APIECE of research on the amount of money that British children get from their parents got me thinking recently.
The report suggested that they might get an average of £261 a year in addition to their weekly allowance. Could it be that inflation has ballooned the price of bouncy balls and penny chews?
Or might it be that your average teenagers favourite pursuits (buying video games and drinking cider in the park) costs a bit more than the tuppence a week that our parents used to get?
I'm no-one to get high and mighty about this subject. I was pretty spoilt as a child. I think my mum and dad, who weren't exactly rolling in it as children themselves, made up for this by making sure me and my big sister didn't go short for much.
Perhaps it was memories of receiving a lone tangerine and a button on Christmas day that lead to them buying us fancy dolls houses, trendy roller boots and the like -- all of which, of course, were gratefully received.
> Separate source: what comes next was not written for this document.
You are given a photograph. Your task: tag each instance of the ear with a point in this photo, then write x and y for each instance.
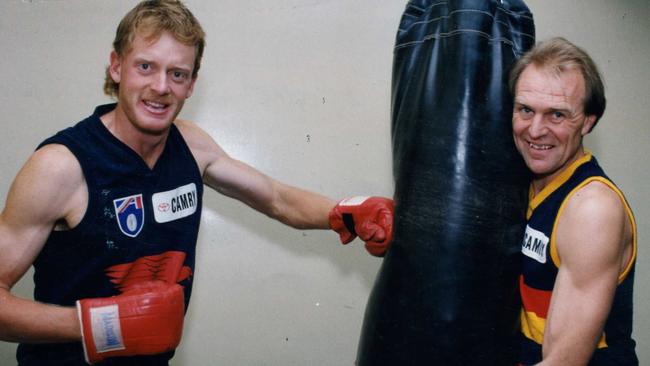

But, although, happily, such generosity didn't corrupt us into nasty mercenary individuals (quite the opposite, in fact) it did leave me without a grasp of the value of money that those friends who, from an early age, had to work for whatever money they received.
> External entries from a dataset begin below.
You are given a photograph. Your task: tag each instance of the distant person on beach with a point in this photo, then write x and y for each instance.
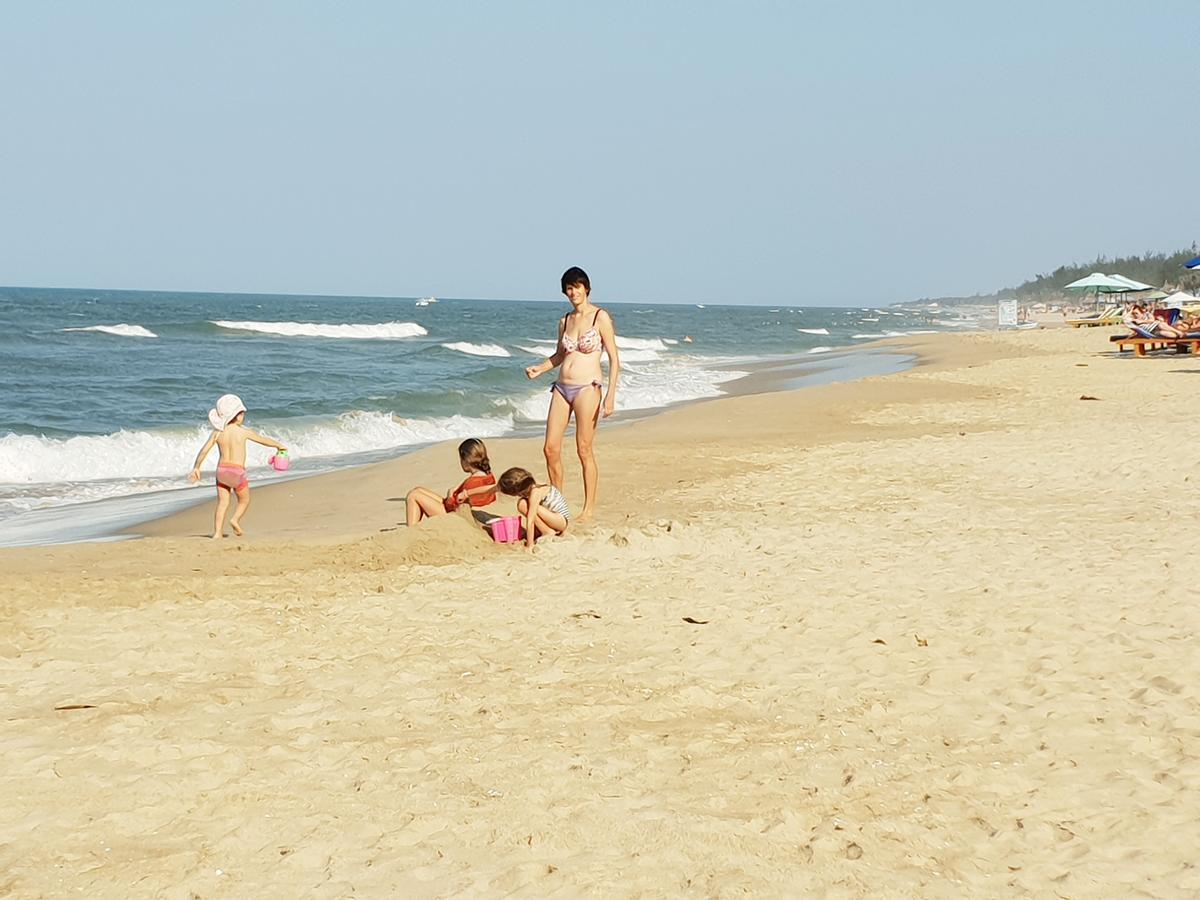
(582, 335)
(543, 507)
(479, 489)
(231, 436)
(1144, 323)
It makes sense, really doesn't it? If you have slogged your guts out for eight hours in a shop, then that £15 will be spent a lot more carefully than if it pops "off the money tree" and into your hand every time you turn on the charm in order to buy a new CD.
Treating children might not do any harm, you may think, but in the long term it surely can.
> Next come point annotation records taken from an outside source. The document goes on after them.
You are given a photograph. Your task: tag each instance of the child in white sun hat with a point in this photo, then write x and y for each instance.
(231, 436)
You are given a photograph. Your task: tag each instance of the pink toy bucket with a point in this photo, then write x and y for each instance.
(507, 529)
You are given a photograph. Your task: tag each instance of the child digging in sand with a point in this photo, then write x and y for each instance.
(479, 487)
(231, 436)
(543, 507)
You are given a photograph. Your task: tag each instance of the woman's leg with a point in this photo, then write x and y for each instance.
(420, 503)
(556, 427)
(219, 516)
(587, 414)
This study concluded that the financial lessons people learn as children tend to stay with them in later life.
Luckily for me I inherited my dad's antipathy towards debt, so that even a mild library fine brings me out in a cold sweat, otherwise I'm sure that I'd be in hock to a one-eyed loan shark named Fingers by now.
But others aren't so lucky. The idea of free cash, implanted in them as a child, starts to take over and suddenly it makes perfect sense to buy a car which you will spent the next 50 years paying for (by which time if you aren't too old to drive it, you'll certainly be less enamoured of its charms -- especially when everyone else is driving round in hover-cars.)
And, what is the hardest lesson to learn? Well, that those who hand you the 'free' money aren't as keen to write it off as your dear old dad.
The moral of the story is, teach your children the value of money because, however cruel it might seem now to refuse them, its even crueller to condemn them to a life of consolidated loans, credit card payments and still getting weekly hand outs from their parents. And imagine what inflation will have done to pocket money by then?